By Bruce Cochrane
A researcher with the University of Alberta says the use of alternative feed ingredients can translate into substantial improvements in profitability.
As part of research being conducted on behalf of Swine Innovation Porc researchers are evaluating the inclusion of a host of alterative ingredients, including reduced quality cereal crops, various co-products and pulse crops, in rations for newly weaned pigs.
The work is driven by the desire to provide least cost diet formulations and achieve the lowest cost per unit of gain.
Dr.
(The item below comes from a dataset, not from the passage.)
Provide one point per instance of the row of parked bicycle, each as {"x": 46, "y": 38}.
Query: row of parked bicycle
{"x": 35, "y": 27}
Ruurd Zijlstra, a professor and chair of the Department of Agricultural, Food and Nutritional Sciences with the University of Alberta, says it's all dependant on ingredient prices.
Dr. Ruurd Zijlstra-University of Alberta:
If performance is equal, it's actually pretty straight forward to do an economic analysis.
For example, you look at the change in price of soybean meal and canola meal.
When we did the economic analysis for the study, when we completed that particular study we were looking at around a difference in 12 dollars per tonne of feed.
That equates with a 20 percent inclusion of canola meal to about $60 per tonne of canola meal.
Then when you make the translation to cost per pig, you end up with about a $2 advantage if you apply that knowledge for the entire growth cycle, so for the entire 100 kilogram growth cycle.
When you switch, for example, to a canola expeller which would have about 10 percent fat or a canola cake which would have around 15 to 20 percent fat, now because you add more energy in the ingredient now the advantage would be about $4 for expeller and $6 to $8 dollars for the cake.
It can be quite significant and this is per pig so if you have a load of pigs it can be quite attractive.
Dr. Zijlstra stresses the key is to maintain performance.
He says, when you can not maintain performance you may run into pigs that are not reaching market weight on time and then the market advantage will disappear quickly.